Missão técnica à Itália fortalece cooperação internacional para a Transição Justa no Sul

Bérgamo (Itália)

A Missão Técnica de Santa Catarina à Itália, realizada nesta semana (8 a 12 de junho), consolidou novos caminhos de cooperação internacional para a construção da Transição Justa no Polo Carbonífero do Sul do Estado. Promovida pela Associação Brasileira do Carbono Sustentável (ABCS) e pelo Sindicato da Indústria de Extração de Carvão de Santa Catarina (Siecesc/Carvão+), com concepção e organização da FGV Europe, a agenda reuniu lideranças públicas, empresariais, industriais e educacionais em visitas técnicas a referências europeias em inovação, sustentabilidade e reconversão produtiva.

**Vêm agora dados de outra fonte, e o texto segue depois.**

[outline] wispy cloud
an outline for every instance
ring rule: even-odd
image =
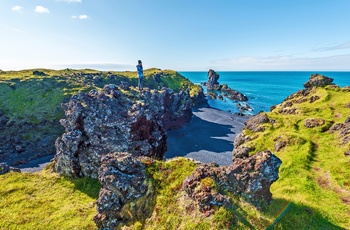
[[[14,6],[14,7],[12,7],[12,11],[22,12],[22,10],[23,10],[22,6]]]
[[[312,51],[330,51],[330,50],[342,50],[342,49],[349,49],[350,48],[350,41],[341,43],[334,46],[326,46],[326,47],[320,47],[317,49],[313,49]]]
[[[242,56],[212,61],[220,70],[349,70],[350,54],[325,57]]]
[[[68,2],[68,3],[72,3],[72,2],[77,2],[77,3],[82,3],[82,0],[57,0],[59,2]]]
[[[75,63],[75,64],[58,64],[51,65],[51,68],[62,69],[96,69],[101,71],[115,70],[115,71],[127,71],[134,70],[135,66],[131,64],[120,64],[120,63]]]
[[[34,9],[35,12],[40,13],[40,14],[48,14],[50,13],[48,8],[45,8],[43,6],[36,6]]]
[[[84,20],[84,19],[89,19],[90,17],[87,16],[86,14],[82,14],[82,15],[79,15],[79,16],[73,15],[72,18],[73,18],[73,19],[81,19],[81,20]]]

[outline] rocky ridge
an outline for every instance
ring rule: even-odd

A delegação passou por Bergamo e pela Província Autônoma de Trento, na Itália, regiões reconhecidas pela atuação em economia verde, tecnologias limpas, digitalização, mineração sustentável, economia circular e políticas de transição energética. A missão contou com representantes da Associação dos Municípios da Região Carbonífera (AMREC), ABCS, Siecesc/Carvão+, Associação Empresarial de Criciúma (ACIC) e SENAI, fortalecendo a integração entre poder público, indústria, instituições de ensino e ecossistemas internacionais de inovação.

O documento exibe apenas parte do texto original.